H1b. People perceive the benefit less salient, and thus are less likely to make a risky choice when the benefit is supported by socially close others than when no information of the social distance to the source is given (i.e., control condition).
H2a. People perceive the loss more salient, and thus make a risky choice less when the loss is warned by socially close others than when when no information of the social distance to the source is given.
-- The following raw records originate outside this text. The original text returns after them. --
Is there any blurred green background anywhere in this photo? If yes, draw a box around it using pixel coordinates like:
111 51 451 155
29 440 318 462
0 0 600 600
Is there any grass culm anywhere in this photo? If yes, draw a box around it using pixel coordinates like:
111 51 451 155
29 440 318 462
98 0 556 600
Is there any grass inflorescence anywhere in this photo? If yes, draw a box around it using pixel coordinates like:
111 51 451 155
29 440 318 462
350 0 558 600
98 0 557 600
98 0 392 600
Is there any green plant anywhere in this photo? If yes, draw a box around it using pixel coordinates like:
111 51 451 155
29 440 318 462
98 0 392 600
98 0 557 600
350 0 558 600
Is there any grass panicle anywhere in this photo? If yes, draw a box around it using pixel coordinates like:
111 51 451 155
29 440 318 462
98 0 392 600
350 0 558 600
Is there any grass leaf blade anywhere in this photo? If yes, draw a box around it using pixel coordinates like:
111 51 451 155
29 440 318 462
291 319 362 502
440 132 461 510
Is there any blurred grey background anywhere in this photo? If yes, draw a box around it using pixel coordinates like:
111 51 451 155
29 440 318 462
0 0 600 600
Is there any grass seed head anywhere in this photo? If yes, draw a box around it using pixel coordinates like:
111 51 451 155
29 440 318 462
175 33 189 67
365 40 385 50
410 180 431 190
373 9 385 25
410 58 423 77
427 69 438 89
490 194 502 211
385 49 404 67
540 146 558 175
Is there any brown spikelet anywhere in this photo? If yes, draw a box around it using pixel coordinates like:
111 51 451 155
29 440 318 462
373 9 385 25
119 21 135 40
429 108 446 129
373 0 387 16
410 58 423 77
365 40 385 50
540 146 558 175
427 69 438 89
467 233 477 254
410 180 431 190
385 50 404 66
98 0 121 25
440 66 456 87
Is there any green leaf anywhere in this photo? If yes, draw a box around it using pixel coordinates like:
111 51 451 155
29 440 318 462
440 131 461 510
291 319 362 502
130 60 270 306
H2b. People perceive the loss less salient when the loss is warned by socially distant others than when no information of the social distance to the source is given.
Experimental Design
A 2 (message frames) x 3 (social distance) between-subjects online experiment will be conducted as follows. Subjects will be given multiple hypothetical risky choice situations with respect to such issues as making an investment, adopting a new medical treatment, purchasing a product. After being exposed to the choice scenarios, they will be asked a series of questions for measuring their issue-involvement levels, attitudes to the issue presented, thoughts related to benefits and losses, and final choices, along with relevant psychological and demographic characteristics.
Implications
No communication ever occurs in a social vacuum. Just as our everyday behaviors are shaped and often constrained by the physical places in which they are performed (e.g., rooms, streets, buildings), we communicate in a social setting consisting of direct and/or indirect relationships among people (Gifford, 2013). The knowledge of one’s social surroundings becomes more important in social media due to the manifest location dependency—meaning one’s position in a relationship network basically defines what can be seen and done. No matter whether information originally came from a newspaper, television program, or blog, the information is eventually transmitted via one of the network members, highlighting the importance of relationship patterns and qualities in communication processes. That is, in any socially-networked environment, people rely not only on inferences about the original source quality (e.g., authority, expertise), but also on the social contexts through which the information is received and shared. Most previous research has focused mainly on the former (i.e., source quality) while overlooking both the latter (i.e., social contexts) and any possible interactions between the two (Metzger, Flanagin, & Medders, 2010). The current study is believed to bridge the gap so that communication processes in the social media environment could be understood in a more systematic fashion.